- One thing has stayed the same throughout development, the focus on movement and player control at the heart of everything.
- We’re slowly unraveling the DNA of Blue fire and realized how this very fast, hard and precise 3D platform works in the connected adventure world that we wanted to create
- We had a lot of fun seeing how players combine their favorite skills and power-ups to personalize them Blue fireExperience and now we are excited to see how the Xbox community brings our hero to life.
A small glowing character stands in the middle of a bridge, alone in the dark. As you move forward you start to feel the ease and fluidity in the controls, you jump and move gracefully through the air and ground, performing jumps, double jumps, sprints and attacks, all of which merge with momentum and both great satisfaction and give very quick and precise control over the little creature on the screen.
When you reach the end of the bridge, you will discover a large platform and a pile of rubble in the middle. The rubble comes and comes to life as it resembles the shape of an antagonist. This pretty much describes the first playable demo of Blue fire we have evolved!
Now, two years later, we are excited about the launch Blue fire on Xbox! We had a lot of fun seeing how players use the movement set we created and combine their favorite skills and power ups to personalize them Blue fire
A lot has changed since development began – I don’t even know where to start – but one thing has stayed the same: the focus on movement and player control at the center of everything. We always introduced ourselves Blue fire as a game that would have a unique twist and original innovative ideas along with many familiar elements. And we knew very early on that our uniqueness would arise primarily through the combination of our movement with our world structure and level design.
But to shape this uniqueness was not easy or to define from the beginning. It was quite a long exploration, a lot of thinking, brainstorming, and testing.
We only worked on the controller for quite a while so that it felt really good, super fast and precise. We tested many skills and powers including double jump, spin attack, dash and double dash, air strike and more. There was even a time when we let the main character slide down ledges like she was skating. Once we became comfortable with the feeling, we began to try different situations, distances, and mechanics that could work with it and were appealing.
As we moved forward, we slowly untangled the DNA of Blue fire and realized how this very fast, hard and precise 3D platform works in the connected adventure world that we wanted to create.
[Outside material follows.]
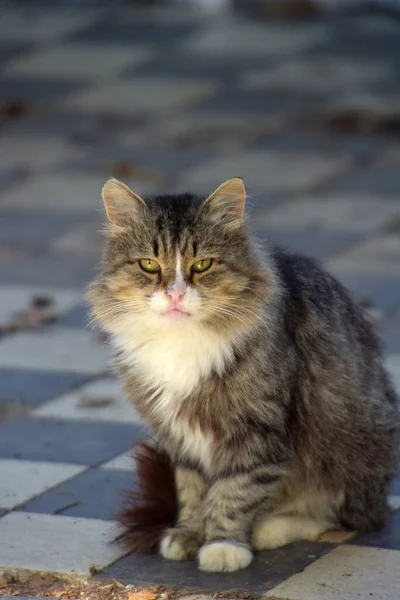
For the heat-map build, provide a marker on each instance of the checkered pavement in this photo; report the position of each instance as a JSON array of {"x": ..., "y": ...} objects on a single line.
[{"x": 170, "y": 100}]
Through tests and iterations, we got to know the special features of this platform formula and further developed and polished our controller.
We didn’t have exact references from games that had the kind of 3D controller and world structure we were developing and were only able to look at certain snippets of other games, mostly 2D hardcore platformer, Metroidvania games, and 3D platformer. In some ways we may have mixed these genres, but figuring out what that mix would look like was quite a task and there were a lot of things to discover for ourselves.
We faced many challenges and were very careful about which battles we wanted to fight and which ones we wanted to pass on. The ability to improve player controls throughout the game, rather than improving player inventory or actual stats, was difficult to reconcile with the non-linear experience we wanted to provide. In the end, we had to sacrifice a bit of the non-linearity in the first third of the game to make progress fairly straightforward, while as we continued to add a lot of side content and quests so as not to lose the non-linear sense of adventure.
We also had so many optional platform upgrades that we had to balance the level design in the late game so that it wasn’t too easy for players who had them all and at the same time not too difficult for players that couldn’t. We finally found a good balance by making sure players encounter a good number of upgrades early on, rewarded explorations and side quests, and discreetly guided them to secret areas.
Another way to accomplish this was to create optional but very rewarding challenges called “Voids” that were extremely difficult in terms of platforming. This balanced the difficulty level for very good players who had accumulated a lot of power-ups so that anyone could take on a difficult challenge at any time – as this was part of the core of the game.
We learned a lot about our formula during development and even more when we launched the game and saw player feedback. We are now very much looking forward to applying this experience and knowledge and starting work on our next project!
A Dark World Awaits – Travel through the lost world of Penumbra to explore unique areas filled with diverse enemies, sharp 3D platform challenges, quests, collectibles, and more. Embark on an extraordinary journey through the devastated Kingdom of Penumbra and discover the hidden secrets of this long-forgotten land. Explore mystical temples, meet survivors and take on strange quests to collect valuable items. On your adventure, slash your way through fearsome enemies, roam mysterious and deserted regions, jump through deadly traps and finally master the art of movement.